The church has also received threats in response to the workshop. As reported by Kasuba, a Southgate man was charged with a misdemeanor after leaving a threatening voicemail claiming that “every member of Antifa will show up armed and ready” if the church continued the workshop. “There has been a tidal wave of vitriol and hatred given toward me, my family, and our church and I just don’t think it is merited,” Schossau says in a YouTube video. MDPAN organizers have criticized the threats on their Facebook page, writing, “We do not agree with violence or threats. We want to get Bill 5550 passed.” Introduced on Feb. 13 by State Rep. Adam Zemke of Ann Arbor, Bill 5550 would prohibit mental health professionals from engaging in conversion therapy with a minor. It defines conversion therapy as “any practice or treatments by a mental health professional that seek to change an individual’s sexual orientation or gender identity.” According to Siacon, if passed, Michigan would be the 10th state to ban conversion therapy, along with California, Nevada, Oregon, New Mexico, Illinois, Vermont, Rhode Island, Connecticut, and New Jersey.

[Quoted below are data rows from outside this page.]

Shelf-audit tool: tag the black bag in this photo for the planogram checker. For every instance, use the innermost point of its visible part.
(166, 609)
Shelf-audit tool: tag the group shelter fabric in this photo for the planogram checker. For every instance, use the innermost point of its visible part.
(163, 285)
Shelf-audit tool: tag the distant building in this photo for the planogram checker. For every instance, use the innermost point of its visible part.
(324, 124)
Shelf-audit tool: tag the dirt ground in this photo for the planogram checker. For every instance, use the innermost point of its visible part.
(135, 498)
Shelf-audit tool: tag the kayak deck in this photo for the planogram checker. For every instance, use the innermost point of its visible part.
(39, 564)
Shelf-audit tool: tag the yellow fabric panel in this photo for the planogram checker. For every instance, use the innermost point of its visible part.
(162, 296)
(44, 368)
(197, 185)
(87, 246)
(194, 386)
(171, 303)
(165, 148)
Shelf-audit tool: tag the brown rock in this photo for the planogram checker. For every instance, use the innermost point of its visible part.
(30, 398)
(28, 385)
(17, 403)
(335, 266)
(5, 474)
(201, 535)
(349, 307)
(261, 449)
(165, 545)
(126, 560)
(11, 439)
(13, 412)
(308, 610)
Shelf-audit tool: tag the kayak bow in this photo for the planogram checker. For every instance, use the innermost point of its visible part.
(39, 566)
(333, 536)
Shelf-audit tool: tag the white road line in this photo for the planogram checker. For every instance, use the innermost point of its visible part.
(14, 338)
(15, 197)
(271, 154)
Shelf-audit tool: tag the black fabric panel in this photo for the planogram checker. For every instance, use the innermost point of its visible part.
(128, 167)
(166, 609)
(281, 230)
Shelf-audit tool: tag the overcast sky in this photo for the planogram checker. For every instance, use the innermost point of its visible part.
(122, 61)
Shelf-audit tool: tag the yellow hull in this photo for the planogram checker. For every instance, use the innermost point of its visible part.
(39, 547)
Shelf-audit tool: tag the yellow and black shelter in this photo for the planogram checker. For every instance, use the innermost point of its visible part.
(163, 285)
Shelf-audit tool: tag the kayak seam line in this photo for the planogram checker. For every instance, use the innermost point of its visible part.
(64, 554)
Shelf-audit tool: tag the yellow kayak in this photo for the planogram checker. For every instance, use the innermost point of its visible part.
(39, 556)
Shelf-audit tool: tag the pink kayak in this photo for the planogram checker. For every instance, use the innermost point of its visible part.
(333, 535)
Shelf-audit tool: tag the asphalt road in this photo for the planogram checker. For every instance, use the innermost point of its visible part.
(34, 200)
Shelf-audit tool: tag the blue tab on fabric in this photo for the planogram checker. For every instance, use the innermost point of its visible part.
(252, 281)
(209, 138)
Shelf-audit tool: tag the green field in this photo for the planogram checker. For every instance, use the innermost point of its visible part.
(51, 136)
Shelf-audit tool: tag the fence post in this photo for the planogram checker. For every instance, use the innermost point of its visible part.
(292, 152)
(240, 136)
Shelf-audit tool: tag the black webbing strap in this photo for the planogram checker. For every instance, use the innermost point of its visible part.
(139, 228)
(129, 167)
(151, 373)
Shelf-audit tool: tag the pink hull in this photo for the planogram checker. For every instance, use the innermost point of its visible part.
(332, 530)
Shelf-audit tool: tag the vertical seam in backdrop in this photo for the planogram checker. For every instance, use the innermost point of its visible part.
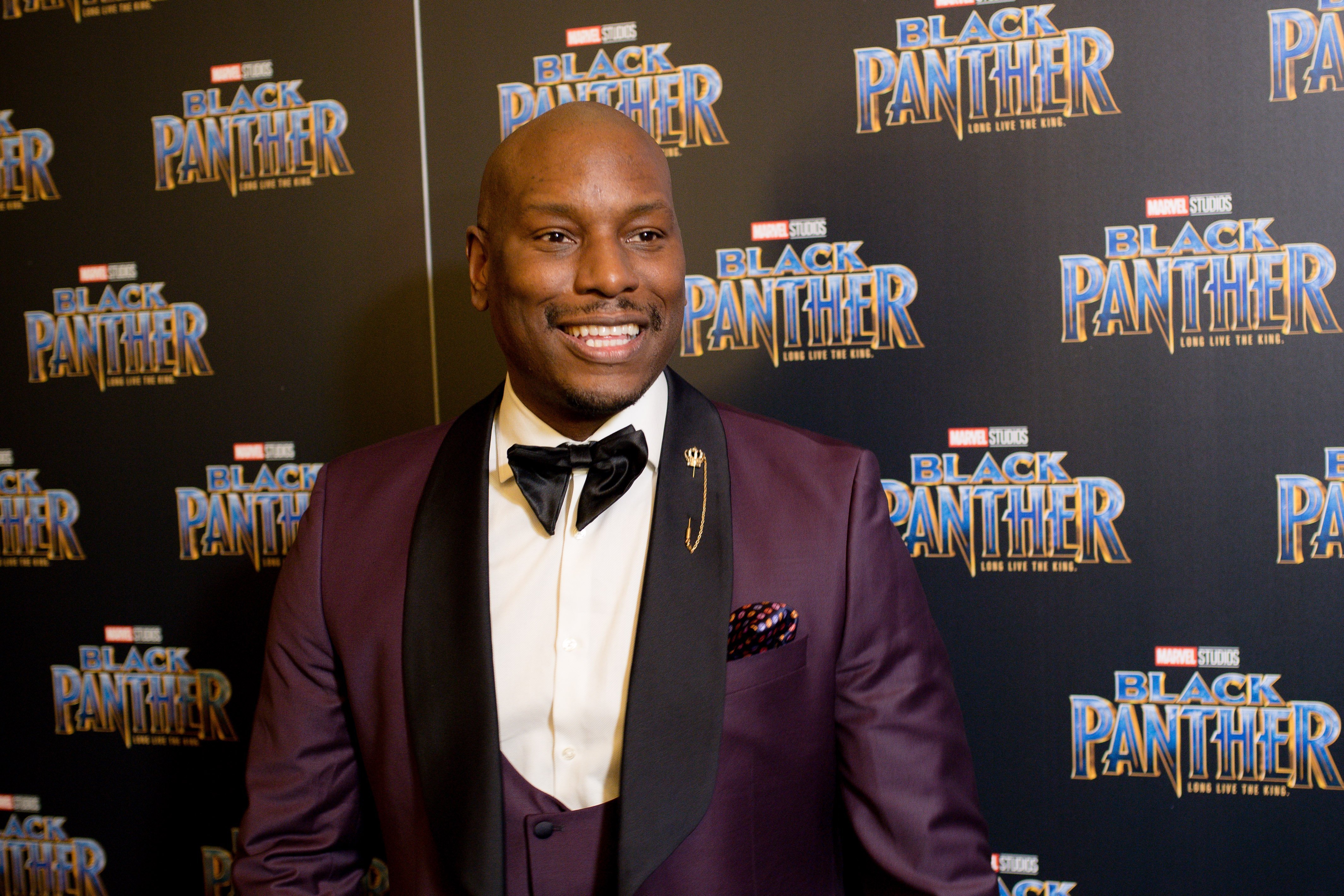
(429, 252)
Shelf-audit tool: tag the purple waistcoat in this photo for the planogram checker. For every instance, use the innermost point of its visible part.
(576, 859)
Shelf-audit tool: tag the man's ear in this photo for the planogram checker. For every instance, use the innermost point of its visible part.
(478, 265)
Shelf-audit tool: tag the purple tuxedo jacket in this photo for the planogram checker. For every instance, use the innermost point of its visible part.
(832, 765)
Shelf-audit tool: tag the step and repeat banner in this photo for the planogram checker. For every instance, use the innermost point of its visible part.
(1069, 269)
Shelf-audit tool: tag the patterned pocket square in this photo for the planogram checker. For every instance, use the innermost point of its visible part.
(759, 628)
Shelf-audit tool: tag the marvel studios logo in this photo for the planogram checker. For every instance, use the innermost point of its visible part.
(618, 33)
(987, 437)
(133, 635)
(1190, 206)
(793, 229)
(112, 272)
(242, 72)
(1015, 864)
(1205, 657)
(264, 451)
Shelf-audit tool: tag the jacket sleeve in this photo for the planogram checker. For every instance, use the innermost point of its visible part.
(905, 766)
(300, 831)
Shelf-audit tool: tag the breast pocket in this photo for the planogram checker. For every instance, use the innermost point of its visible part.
(772, 666)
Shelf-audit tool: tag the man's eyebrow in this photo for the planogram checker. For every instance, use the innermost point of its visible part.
(658, 205)
(554, 209)
(565, 210)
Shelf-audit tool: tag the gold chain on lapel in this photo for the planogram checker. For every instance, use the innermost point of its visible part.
(694, 459)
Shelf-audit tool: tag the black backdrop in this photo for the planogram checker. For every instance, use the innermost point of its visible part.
(320, 336)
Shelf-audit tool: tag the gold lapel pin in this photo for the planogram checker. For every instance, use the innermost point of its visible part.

On March 4, a church in Royal Oak held a “Safe in my Church” event in response to the workshop. Pastor Jeff Nelson of Royal Oak First United Methodist Church began the event by emphasizing the welcoming atmosphere of the church, saying, “The church is yours. It always has been and it always will be.” They hosted a multitude of speakers from the LGBTQ community, including Natasha T. Miller, who read a poem about the importance of identifying as gay, and Laci Basel, a local transgender woman who is a member of the church.
Several pastors of nearby local churches spoke at the event about the importance of accepting the LGBTQ community into their religion. Pastor Louise Ott of the Congregational Church of Birmingham in Bloomfield Hills and a member of the LGBT community said, “It’s time all of our churches and Christianity take a lesson from Jesus: Stop doing harm. Stop warping people into positions that do not fit who they are.”